His crime: embezzling more than $140,000 from a troubled Hollywood, Fla., mortgage company he had been hired to resurrect. His future prospects: Not so good, it seemed.
The Miami Herald declared his "once sizzling career" had "officially fizzled." At 43, Planes began serving a three-year sentence.
Fast forward to a Saturday in March 2006, when a crowd gathered for the groundbreaking of a student activity center at St. Nicholas Orthodox Christian School in Tarpon Springs.
Among the honorees: the man who founded the private school and put what he later said was $6-million into it. He had achieved the rank of archon, the Greek Orthodox church's highest and rarest honor for a layman who demonstrates extraordinary service.
He was Bill Planes.
Speakers at the groundbreaking included then-U.S. Rep. Mike Bilirakis, who noted the charitable works of Planes and his wife, Regina.
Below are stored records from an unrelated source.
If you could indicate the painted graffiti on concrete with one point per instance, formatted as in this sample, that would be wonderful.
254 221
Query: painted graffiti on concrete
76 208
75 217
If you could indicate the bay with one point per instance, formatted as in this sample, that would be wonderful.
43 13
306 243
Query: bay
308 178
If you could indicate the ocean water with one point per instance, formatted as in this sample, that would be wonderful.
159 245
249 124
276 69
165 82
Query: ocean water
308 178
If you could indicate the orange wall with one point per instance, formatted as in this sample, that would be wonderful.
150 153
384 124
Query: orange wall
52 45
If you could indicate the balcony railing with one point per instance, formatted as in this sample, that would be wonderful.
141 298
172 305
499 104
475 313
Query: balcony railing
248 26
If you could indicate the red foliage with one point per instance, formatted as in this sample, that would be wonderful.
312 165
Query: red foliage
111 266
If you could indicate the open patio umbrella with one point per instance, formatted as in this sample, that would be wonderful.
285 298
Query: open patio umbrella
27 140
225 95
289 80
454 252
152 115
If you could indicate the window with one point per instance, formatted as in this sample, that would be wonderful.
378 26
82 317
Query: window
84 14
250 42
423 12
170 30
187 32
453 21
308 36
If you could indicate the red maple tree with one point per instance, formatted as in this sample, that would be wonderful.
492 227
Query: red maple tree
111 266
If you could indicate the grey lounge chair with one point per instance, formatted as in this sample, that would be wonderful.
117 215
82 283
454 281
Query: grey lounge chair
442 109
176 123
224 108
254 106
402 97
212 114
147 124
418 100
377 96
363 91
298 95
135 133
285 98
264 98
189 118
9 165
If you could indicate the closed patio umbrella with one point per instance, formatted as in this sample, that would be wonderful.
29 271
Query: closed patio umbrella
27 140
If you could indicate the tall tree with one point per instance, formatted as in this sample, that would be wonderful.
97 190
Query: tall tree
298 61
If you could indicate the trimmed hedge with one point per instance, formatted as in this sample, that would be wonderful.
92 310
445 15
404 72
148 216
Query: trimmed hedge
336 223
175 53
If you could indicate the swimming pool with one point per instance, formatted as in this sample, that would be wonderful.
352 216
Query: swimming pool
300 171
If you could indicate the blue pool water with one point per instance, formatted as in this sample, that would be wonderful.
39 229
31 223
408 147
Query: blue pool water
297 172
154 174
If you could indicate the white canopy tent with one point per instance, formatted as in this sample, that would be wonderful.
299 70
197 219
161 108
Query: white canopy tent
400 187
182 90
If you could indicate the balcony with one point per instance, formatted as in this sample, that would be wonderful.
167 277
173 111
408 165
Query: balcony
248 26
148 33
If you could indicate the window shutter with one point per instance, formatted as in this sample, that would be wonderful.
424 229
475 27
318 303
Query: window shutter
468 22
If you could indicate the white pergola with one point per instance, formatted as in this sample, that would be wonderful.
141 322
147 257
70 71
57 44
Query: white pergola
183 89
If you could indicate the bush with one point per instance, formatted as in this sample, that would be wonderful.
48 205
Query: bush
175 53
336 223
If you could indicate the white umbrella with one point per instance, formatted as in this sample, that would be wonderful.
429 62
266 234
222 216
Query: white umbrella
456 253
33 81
"All the good Regina and Bill have done for this community," Bilirakis told the crowd, "the man upstairs sees it all."
Planes' story might have been one of a man who makes a mistake, pays his dues and spends the rest of his life making up for it.
But then his ambition took him to a place called Trinity. The economy soured. Building contractors who did work for Planes' businesses complained about money.
Turns out they have lots of company.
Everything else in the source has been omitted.